Fig. 2

A Samples of patient biopsies were obtained from healthy skin donors (n = 4) and from patients with benign tissue (nevus, n = 7), primary melanoma (n = 6) and metastatic melanoma (skin metastasis, n = 6). Silhouettes (Servier medical art CC:BY 4.0 license) are color-coded according to melanoma stage. B Representative images of patient biopsies sections: samples were labeled for SOX10 (red), LAMP1 (cyan) and nuclei (blue) by immunofluorescence, full tissue section was imaged by slide scanner. C Quantification of lysosome spreading. Ten random regions were analyzed in a blinded setup for lysosome positioning. Lysosome spreading score, range 1–4: (Mean ± SD) = 1.184 ± 0.1276, 1.929 ± 0.3450, 1.656 ± 0.2373, 2.793 ± 0.6094, respectively.
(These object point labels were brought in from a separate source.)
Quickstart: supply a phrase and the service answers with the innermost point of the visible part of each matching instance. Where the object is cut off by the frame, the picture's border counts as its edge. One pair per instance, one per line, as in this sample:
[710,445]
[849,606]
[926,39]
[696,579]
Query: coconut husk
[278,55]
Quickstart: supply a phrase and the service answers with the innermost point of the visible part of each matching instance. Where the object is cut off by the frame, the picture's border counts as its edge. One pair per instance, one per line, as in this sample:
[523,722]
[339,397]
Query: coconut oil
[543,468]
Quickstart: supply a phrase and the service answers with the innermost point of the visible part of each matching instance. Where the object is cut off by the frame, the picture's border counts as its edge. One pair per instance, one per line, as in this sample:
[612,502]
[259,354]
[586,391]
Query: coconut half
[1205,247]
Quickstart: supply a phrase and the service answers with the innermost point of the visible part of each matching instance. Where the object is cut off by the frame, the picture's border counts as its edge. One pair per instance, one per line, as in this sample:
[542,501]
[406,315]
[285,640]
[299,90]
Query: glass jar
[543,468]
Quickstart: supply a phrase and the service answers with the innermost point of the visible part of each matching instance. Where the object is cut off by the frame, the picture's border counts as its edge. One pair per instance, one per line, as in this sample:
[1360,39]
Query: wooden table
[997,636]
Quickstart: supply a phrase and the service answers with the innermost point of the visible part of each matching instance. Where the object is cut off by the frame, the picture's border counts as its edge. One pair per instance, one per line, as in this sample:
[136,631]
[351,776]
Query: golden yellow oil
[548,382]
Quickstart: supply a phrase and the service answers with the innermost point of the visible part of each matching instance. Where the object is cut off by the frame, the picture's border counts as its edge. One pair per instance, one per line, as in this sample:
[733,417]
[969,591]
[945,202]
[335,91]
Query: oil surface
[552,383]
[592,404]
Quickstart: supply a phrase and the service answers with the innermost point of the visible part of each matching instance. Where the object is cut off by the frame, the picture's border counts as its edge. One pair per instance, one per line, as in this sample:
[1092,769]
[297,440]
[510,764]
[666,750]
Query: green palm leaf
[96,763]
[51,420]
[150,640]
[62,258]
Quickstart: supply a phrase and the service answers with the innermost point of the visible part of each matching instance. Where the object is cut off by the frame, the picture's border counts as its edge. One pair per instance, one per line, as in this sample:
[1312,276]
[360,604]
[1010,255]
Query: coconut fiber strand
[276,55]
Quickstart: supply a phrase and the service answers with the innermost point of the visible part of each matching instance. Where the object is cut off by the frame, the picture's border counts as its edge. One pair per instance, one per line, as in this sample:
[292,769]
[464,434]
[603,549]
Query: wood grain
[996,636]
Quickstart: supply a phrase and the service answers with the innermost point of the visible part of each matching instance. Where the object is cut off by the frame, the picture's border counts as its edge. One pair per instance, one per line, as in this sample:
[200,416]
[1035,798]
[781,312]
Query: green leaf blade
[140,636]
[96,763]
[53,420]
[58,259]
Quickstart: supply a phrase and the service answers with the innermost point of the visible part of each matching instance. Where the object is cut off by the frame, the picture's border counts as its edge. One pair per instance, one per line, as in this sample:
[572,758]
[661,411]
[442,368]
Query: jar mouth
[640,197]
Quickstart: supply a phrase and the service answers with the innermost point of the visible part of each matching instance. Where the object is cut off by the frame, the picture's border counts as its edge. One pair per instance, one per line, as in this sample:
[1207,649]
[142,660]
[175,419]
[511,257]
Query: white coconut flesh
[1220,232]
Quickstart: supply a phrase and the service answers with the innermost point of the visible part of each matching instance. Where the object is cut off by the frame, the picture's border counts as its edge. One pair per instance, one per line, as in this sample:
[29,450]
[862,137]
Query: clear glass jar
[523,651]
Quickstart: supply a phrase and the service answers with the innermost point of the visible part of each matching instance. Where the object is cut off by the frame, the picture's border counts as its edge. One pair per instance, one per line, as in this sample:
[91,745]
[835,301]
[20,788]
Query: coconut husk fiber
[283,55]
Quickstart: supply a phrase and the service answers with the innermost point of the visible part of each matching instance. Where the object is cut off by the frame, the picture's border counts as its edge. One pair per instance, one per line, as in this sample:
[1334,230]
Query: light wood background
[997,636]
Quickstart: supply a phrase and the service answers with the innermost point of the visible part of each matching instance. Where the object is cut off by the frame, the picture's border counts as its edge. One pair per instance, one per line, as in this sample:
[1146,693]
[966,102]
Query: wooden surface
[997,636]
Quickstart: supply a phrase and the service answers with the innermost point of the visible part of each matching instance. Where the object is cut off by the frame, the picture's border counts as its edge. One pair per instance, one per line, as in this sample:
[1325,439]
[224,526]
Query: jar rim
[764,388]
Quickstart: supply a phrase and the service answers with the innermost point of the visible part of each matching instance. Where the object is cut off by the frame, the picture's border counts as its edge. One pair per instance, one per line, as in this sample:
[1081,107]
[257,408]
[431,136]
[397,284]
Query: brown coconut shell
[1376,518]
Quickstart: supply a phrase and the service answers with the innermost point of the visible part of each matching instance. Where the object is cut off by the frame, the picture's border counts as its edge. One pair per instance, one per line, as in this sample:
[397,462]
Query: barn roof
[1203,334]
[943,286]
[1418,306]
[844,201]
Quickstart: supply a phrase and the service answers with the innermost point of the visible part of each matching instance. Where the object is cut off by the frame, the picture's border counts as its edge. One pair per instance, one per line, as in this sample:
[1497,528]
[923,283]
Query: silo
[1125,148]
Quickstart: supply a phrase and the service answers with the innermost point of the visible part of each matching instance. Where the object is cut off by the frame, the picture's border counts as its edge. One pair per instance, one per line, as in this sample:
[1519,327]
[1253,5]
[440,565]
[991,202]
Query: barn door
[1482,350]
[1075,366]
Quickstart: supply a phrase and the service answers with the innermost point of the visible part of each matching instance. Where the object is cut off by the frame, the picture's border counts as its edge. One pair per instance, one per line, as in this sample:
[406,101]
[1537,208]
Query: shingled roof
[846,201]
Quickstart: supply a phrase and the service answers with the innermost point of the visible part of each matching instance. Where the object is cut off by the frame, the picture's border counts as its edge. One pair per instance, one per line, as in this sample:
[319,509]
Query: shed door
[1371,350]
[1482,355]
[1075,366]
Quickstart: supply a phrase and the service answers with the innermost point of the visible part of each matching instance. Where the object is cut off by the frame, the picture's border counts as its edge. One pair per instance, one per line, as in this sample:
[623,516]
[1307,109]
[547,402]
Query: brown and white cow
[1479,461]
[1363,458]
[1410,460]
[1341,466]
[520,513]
One dot represents 1 patient, p values (from top, left) = <0.0001, 0.1544, 0.0087, 0.0218, 0.2298, 0.0010, ordinary one-way ANOVA with Holm-Sidak’s test, * p < 0.05; ** p < 0.01; *** p < 0.001; **** p < 0.0001. D, E Lysosome spreading shows a spatial heterogeneity within the tumor mass. D Representative images of biopsies from patient 1 (benign tissue, nevus) and patient 2 (metastatic melanoma). Low magnification image mapping the tissue section, stained for LAMP1 (cyan), SOX10 (red) by immunohistochemistry, 2 patients per group. E Zoomed regions from panel (D), showing the progressive change in lysosome spreading with increasing distance to the epidermis, single channel: LAMP1 antibody staining. Red arrows point to clustered lysosomes. Source data are provided as a Source Data file.